Every REORG job has a successor job that rebinds the five packages accessing ACCT_TRANSACTION:

//REBIND   EXEC PGM=IKJEFT01
//SYSTSPRT DD SYSOUT=*
//SYSTSIN  DD *
  DSN SYSTEM(DB2P)
  REBIND PACKAGE (CNBCOLL.PGMTRAN1.(*)) EXPLAIN(YES)
  REBIND PACKAGE (CNBCOLL.PGMTRAN2.(*)) EXPLAIN(YES)
  REBIND PACKAGE (CNBCOLL.PGMBAL01.(*)) EXPLAIN(YES)
  REBIND PACKAGE (CNBCOLL.PGMINQ01.(*)) EXPLAIN(YES)
  REBIND PACKAGE (CNBCOLL.PGMRPT01.(*)) EXPLAIN(YES)
  END
/*

Results

After four weeks on the new strategy:

Metric	Before	After	Change
Partitions REORGed weekly	24	2-4	-83%
REORG elapsed time	9h 42m	1h 15m	-87%
Log volume (REORG)	540 GB	95 GB	-82%
Sort work consumed	420 GB	55 GB	-87%
CPU time	847 min	128 min	-85%
Active log near-full events	3/week	0	-100%
Batch window overruns	1-2/month	0	-100%
Average CLUSTERRATIOF (current partition)	0.58	0.72	+24%

The average CLUSTERRATIOF for the current partition actually improved, despite fewer REORGs. The reason: with the metric-gated approach, REORG now runs when it's most needed (when clustering drops to 0.75) rather than on a fixed schedule that might catch it at 0.90 (wasted REORG) or at 0.55 (waited too long).

Lessons Learned

Lesson 1: Measure before you REORG. The biggest efficiency gain came from not REORGing partitions that didn't need it. Calendar-based scheduling is lazy.
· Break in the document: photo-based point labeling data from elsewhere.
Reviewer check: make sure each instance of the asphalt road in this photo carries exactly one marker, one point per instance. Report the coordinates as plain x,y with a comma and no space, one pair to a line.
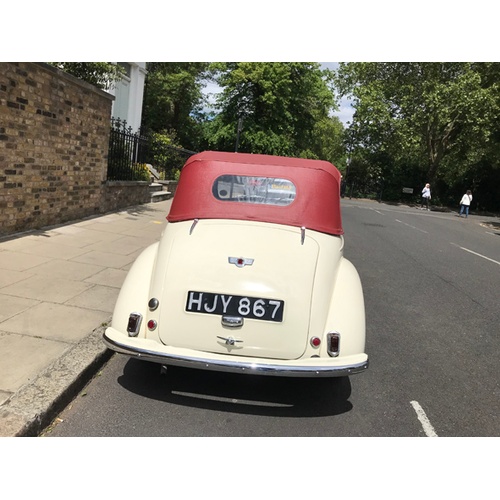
431,286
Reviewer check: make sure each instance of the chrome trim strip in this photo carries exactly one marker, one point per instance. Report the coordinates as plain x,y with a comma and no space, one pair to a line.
193,225
235,366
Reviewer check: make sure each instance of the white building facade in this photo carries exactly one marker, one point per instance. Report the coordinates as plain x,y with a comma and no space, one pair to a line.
129,93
Metric-based scheduling is smart.

Lesson 2: Online REORG is not always more expensive. The per-partition cost of online REORG (SHRLEVEL CHANGE) is higher than offline. But the total cost is lower when you REORG fewer partitions and eliminate the separate COPY and RUNSTATS jobs through inline execution.

Lesson 3: The COBOL developer is part of the solution. Rob's monitoring program (UTLMONPR) replaced a manual DBA process that ran "when someone remembered." The developer who understands the data patterns is the right person to design the monitoring logic.

Lesson 4: DRAIN_WAIT and RETRY settings matter. The initial deployment used DRAIN_WAIT 30 with RETRY 2. The first week, two REORGs terminated because a batch program had a 45-second commit interval. Increasing DRAIN_WAIT to 120 and RETRY to 5 eliminated the problem. Know your batch commit patterns.

Lesson 5: Inline operations are free performance. Inline COPY and RUNSTATS add negligible time to the REORG (the data is already being read) and eliminate two separate utility passes. There is no reason to run them separately unless you have a specific scheduling constraint.

Discussion Questions

CNB's strategy is metric-gated: REORG runs only when thresholds are breached. What are the risks of this approach compared to a fixed schedule? How would you mitigate them?
The DRAIN_WAIT and RETRY settings were adjusted after the first week. How would you determine the optimal values for your own environment without trial and error?
Rob's monitoring program runs daily. Could real-time monitoring (checking metrics continuously) be better? What would be the trade-offs?
The mapping table for online REORG resides in the same database as the production data. Is this a good practice? What would happen if the mapping table's tablespace had a media failure during REORG?
CNB chose TIMEOUT TERM, which terminates the REORG if drain fails. Under what circumstances might TIMEOUT ABEND (terminate the blocking application) be the better choice?